It is very easy for a line to get crossed. In my experience, it’s best to wait to be in a different position/team to pursue the friendship!
I am and was very good friends outside of work with my last manager. I am a pretty high performer though and was the strongest person on her team, so there weren't ever any issues to work through from a performance perspective. We would butt heads occasionally as she would micro manage when she was overly stressed, but I knew that was just one of her weaknesses. My guess is that both people have to be pretty self aware in this type of situation.
This, I’m the senior in this instance (by a few levels). It works. It can be awkward but if you both can keep the boundaries effective and pride in check, it can work fine.
Yes, until the subordinate is disciplined, and the manager is accused of harassment. It's not a good idea.
Does this work if it's F-F? Your scenario sounds pretty narrow
Typically not a good idea, but I also think this is circumstantial and depends on the history of the relationship and the individuals themselves. I witness the only example I've seen of this working out with my husband, who was hired by one of his best friends from life who is CEO of the company. (It's a small company, and most of the employees went to college together 20+ years ago and have been working together for 10+ years.) They do a really good job of being mature, having open dialogue and handling feedback.
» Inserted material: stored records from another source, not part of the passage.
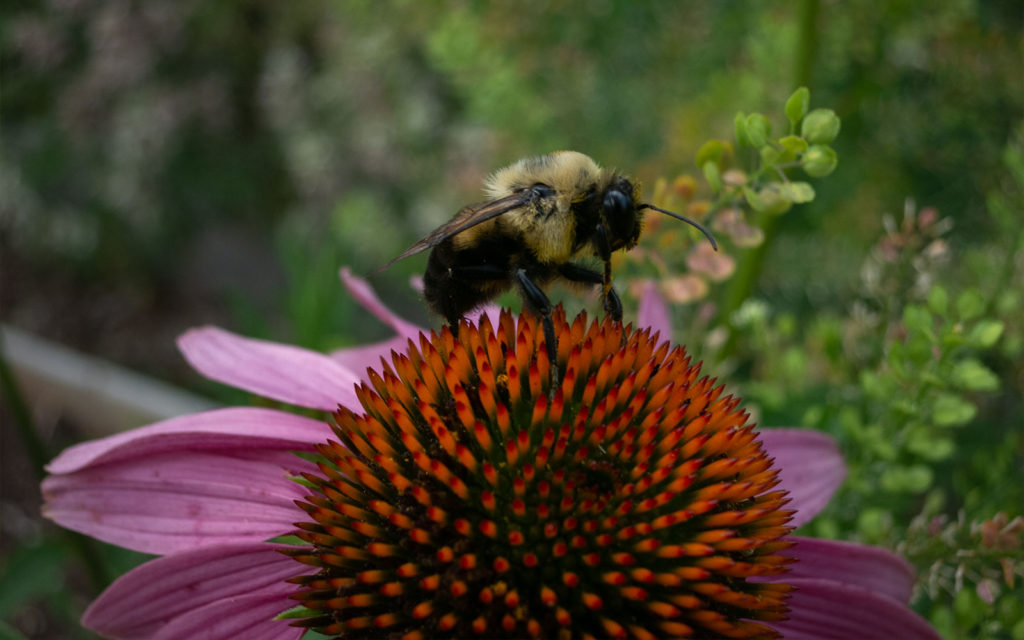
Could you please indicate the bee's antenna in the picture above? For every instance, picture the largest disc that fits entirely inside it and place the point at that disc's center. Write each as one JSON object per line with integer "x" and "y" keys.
{"x": 699, "y": 226}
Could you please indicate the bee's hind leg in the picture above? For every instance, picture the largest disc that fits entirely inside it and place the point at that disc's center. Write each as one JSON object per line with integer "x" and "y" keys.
{"x": 537, "y": 300}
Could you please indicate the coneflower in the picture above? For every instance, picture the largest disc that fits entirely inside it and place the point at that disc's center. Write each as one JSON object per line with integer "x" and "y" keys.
{"x": 457, "y": 495}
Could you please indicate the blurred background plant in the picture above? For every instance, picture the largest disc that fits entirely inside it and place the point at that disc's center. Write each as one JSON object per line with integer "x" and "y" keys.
{"x": 165, "y": 165}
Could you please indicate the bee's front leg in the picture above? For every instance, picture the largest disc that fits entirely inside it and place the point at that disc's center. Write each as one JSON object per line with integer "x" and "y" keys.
{"x": 612, "y": 304}
{"x": 537, "y": 300}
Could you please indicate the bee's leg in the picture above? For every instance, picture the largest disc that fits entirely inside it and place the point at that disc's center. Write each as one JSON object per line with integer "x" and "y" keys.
{"x": 612, "y": 305}
{"x": 537, "y": 300}
{"x": 463, "y": 273}
{"x": 574, "y": 272}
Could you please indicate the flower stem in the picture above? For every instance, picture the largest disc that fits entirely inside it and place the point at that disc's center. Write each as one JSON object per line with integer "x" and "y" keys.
{"x": 749, "y": 268}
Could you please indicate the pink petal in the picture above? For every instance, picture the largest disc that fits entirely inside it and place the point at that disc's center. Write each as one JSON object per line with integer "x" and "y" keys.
{"x": 653, "y": 312}
{"x": 859, "y": 565}
{"x": 811, "y": 468}
{"x": 230, "y": 619}
{"x": 243, "y": 428}
{"x": 276, "y": 371}
{"x": 138, "y": 603}
{"x": 174, "y": 501}
{"x": 369, "y": 356}
{"x": 364, "y": 294}
{"x": 825, "y": 609}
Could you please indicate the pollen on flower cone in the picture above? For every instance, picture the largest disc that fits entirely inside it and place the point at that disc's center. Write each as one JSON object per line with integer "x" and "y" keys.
{"x": 472, "y": 500}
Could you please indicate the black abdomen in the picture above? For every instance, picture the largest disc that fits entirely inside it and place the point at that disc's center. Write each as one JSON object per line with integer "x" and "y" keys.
{"x": 459, "y": 281}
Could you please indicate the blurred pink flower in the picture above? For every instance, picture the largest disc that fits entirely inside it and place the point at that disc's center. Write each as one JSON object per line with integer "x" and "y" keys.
{"x": 207, "y": 491}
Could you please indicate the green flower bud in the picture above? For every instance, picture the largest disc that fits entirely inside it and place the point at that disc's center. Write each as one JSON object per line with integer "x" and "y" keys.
{"x": 819, "y": 161}
{"x": 758, "y": 130}
{"x": 797, "y": 105}
{"x": 820, "y": 126}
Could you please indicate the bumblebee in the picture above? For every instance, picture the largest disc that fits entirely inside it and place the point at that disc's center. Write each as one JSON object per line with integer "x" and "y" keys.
{"x": 542, "y": 215}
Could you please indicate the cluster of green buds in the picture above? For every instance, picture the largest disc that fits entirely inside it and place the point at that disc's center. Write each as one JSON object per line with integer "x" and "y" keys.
{"x": 764, "y": 188}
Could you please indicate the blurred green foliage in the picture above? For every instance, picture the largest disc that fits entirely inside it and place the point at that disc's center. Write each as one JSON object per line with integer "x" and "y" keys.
{"x": 199, "y": 158}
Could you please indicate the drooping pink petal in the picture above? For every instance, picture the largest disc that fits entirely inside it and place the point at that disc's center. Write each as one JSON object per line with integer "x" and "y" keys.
{"x": 810, "y": 468}
{"x": 821, "y": 609}
{"x": 249, "y": 428}
{"x": 249, "y": 616}
{"x": 275, "y": 371}
{"x": 361, "y": 357}
{"x": 173, "y": 501}
{"x": 859, "y": 565}
{"x": 364, "y": 294}
{"x": 653, "y": 312}
{"x": 142, "y": 601}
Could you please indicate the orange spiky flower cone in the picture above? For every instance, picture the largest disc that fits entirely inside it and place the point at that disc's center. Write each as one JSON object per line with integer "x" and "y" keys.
{"x": 464, "y": 503}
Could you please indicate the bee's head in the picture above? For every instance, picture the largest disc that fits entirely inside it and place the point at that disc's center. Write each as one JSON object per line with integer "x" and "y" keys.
{"x": 622, "y": 217}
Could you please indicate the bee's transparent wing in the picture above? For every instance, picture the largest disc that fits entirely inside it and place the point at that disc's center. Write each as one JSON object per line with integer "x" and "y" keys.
{"x": 467, "y": 217}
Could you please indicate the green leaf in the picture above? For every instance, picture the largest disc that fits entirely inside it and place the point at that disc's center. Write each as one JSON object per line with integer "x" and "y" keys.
{"x": 973, "y": 376}
{"x": 739, "y": 125}
{"x": 797, "y": 105}
{"x": 713, "y": 175}
{"x": 986, "y": 333}
{"x": 820, "y": 126}
{"x": 794, "y": 143}
{"x": 916, "y": 318}
{"x": 819, "y": 161}
{"x": 908, "y": 479}
{"x": 938, "y": 300}
{"x": 873, "y": 385}
{"x": 758, "y": 129}
{"x": 712, "y": 151}
{"x": 770, "y": 156}
{"x": 924, "y": 443}
{"x": 770, "y": 200}
{"x": 949, "y": 410}
{"x": 798, "y": 193}
{"x": 970, "y": 304}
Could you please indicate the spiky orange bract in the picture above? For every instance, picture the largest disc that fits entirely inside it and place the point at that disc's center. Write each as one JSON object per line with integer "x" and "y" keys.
{"x": 469, "y": 501}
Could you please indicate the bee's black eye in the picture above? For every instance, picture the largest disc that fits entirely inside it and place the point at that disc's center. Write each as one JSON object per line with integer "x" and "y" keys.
{"x": 541, "y": 189}
{"x": 615, "y": 204}
{"x": 619, "y": 212}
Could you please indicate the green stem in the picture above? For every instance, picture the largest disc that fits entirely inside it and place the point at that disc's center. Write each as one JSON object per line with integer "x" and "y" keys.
{"x": 744, "y": 280}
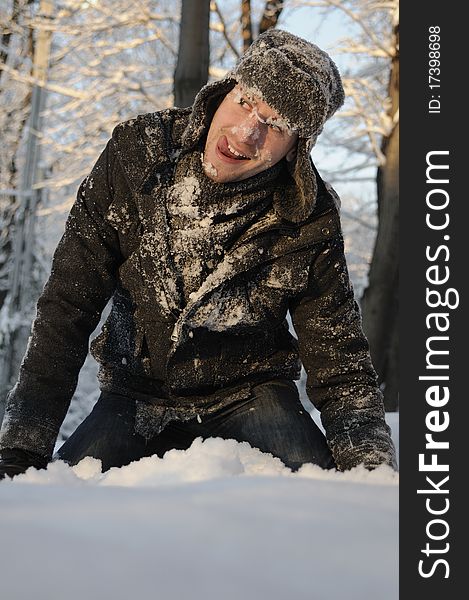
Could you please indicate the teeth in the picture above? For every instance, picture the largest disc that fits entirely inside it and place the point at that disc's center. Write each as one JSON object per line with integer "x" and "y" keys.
{"x": 235, "y": 152}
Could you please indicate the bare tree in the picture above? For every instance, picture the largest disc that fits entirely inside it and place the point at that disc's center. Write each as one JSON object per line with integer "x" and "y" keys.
{"x": 194, "y": 54}
{"x": 271, "y": 14}
{"x": 368, "y": 130}
{"x": 380, "y": 300}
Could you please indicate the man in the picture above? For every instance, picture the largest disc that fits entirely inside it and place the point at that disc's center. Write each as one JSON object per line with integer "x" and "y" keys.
{"x": 206, "y": 226}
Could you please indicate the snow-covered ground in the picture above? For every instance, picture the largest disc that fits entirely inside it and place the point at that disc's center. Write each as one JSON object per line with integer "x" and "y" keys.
{"x": 218, "y": 521}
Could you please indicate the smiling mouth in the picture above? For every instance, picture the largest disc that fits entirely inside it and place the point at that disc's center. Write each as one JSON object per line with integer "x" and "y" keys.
{"x": 227, "y": 151}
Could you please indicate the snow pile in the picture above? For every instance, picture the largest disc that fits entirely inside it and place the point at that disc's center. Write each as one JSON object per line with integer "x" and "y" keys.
{"x": 220, "y": 520}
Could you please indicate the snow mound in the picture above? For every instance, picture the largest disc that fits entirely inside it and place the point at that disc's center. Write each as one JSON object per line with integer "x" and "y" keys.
{"x": 213, "y": 458}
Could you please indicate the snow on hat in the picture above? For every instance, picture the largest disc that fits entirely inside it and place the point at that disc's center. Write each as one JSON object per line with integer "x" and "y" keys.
{"x": 302, "y": 84}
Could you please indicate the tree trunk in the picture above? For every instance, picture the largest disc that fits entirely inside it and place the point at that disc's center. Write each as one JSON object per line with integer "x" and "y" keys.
{"x": 380, "y": 299}
{"x": 246, "y": 26}
{"x": 194, "y": 51}
{"x": 271, "y": 15}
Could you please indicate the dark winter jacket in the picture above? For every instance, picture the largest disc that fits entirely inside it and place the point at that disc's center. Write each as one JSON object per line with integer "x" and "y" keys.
{"x": 231, "y": 334}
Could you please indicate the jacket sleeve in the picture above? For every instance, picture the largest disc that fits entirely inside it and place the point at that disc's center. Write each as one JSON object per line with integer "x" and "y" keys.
{"x": 341, "y": 380}
{"x": 82, "y": 279}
It helps that, as individuals, neither is ego driven, my husband is damn good at his job, and that the company itself has a healthy workplace environment. That said, what would happen if they had to lay my husband off? If his close friend had to have that conversation? Would they be able to maintain the personal side of the friendship afterwards? I know my husband well, and he takes nothing personally, but none of us really know how we'd react to circumstances until we face them.
If a relationship isn't founded on 20 years of understanding, but is new... Or if the individuals themselves tend to take things personally, it could easily be soured by the power dynamic of a manager-subordinate situation. Proceed with caution.
My work bestie was promoted into being my boss. We managed, but being on the subordinate side of things was pretty difficult, it absolutely impacted how I acted with her. I could not be completely myself and tell her everything. A couple of times it felt like that was held against me and I learned my lesson quickly. It would definitely be a different perspective as the boss. I sometimes get that friend urge with someone who reports to me because we are so similar in a lot of ways and really enjoy each other. But having had the experience I did, I know she can’t just switch off the fact that I’m her boss.
I’m good friends with one of my direct reports. We are always conscious of whether we are wearing our work hats or our friend hats.
It’s always been a big no for me. Managers will either abuse their power or the other person abuse the friendship. I’ve never seen it work in my opinion.
I would say also depends on the people and situation. I was good friends with a subordinate, and but we started out as relative equals and we ALWAYS had the the spoken and reinforced understanding that the friendship is friendship, but the job 100% comes first in the workplace. We were getting paid to get things done effectively and agreed that honesty, accountability, and professional integrity had to absolutely be maintained. I think you need people who agree on that though. They have to respect the business/ team enough to put it first and friendship second.
Am I the only one here? I turn each of my managers to be my work friend. And I just had a kid play date with my ex manager in the past weekend.
Really depends on the industry and age gap tbh. Like retail its probably more common/accepted than corporate
Yes I think it works as long as both are mature and there aren’t performance issues that have to be addressed. I became great friends with one of my employees who worked for me for 5 years and we still remain friends even though we don’t work together anymore. We just had a lot in common and honestly it made work so enjoyable. That said, I don’t actively try to be friends with everyone who reports to me, especially if I think I’ll have to address performance. I keep work lines strict in those cases.
I also am great friends with my own boss and have reported to him for 10 years now! I know his wife/kids and he knows my family. But again, I’ve never had a bad performance review and am a hard worker so I think that makes it easier. We also work at a great company where it’s not cutthroat and I think the culture lends itself more to friendly interactions.
No. Don’t do it. It complicates work issues. Other accusing you of favoritism as well. Wait until they no longer work for you to be friends outside work.
I have found that work friends, generally are just that for me. They are people that I enjoy working with. My personal life and my work life very rarely intersect. But that is by design.
Mentor
I was someone who went from co-worker to manager. It’s possible. But as a manager you have to be sure not to play favorites. The relationship with a direct report becomes more like acquaintances until either of you leave.
There are some folks I have fb connects but it usually after I am no longer their manager.
I think guys do this better sometimes. They get the dynamics and realize I may report to you today, you may report to me tomorrow. Do what you need to do, nothing personal.
It's never been a good idea from my experience and I've learned the hard way.
If you're coworkers and not trying to move up to management then I think it's different.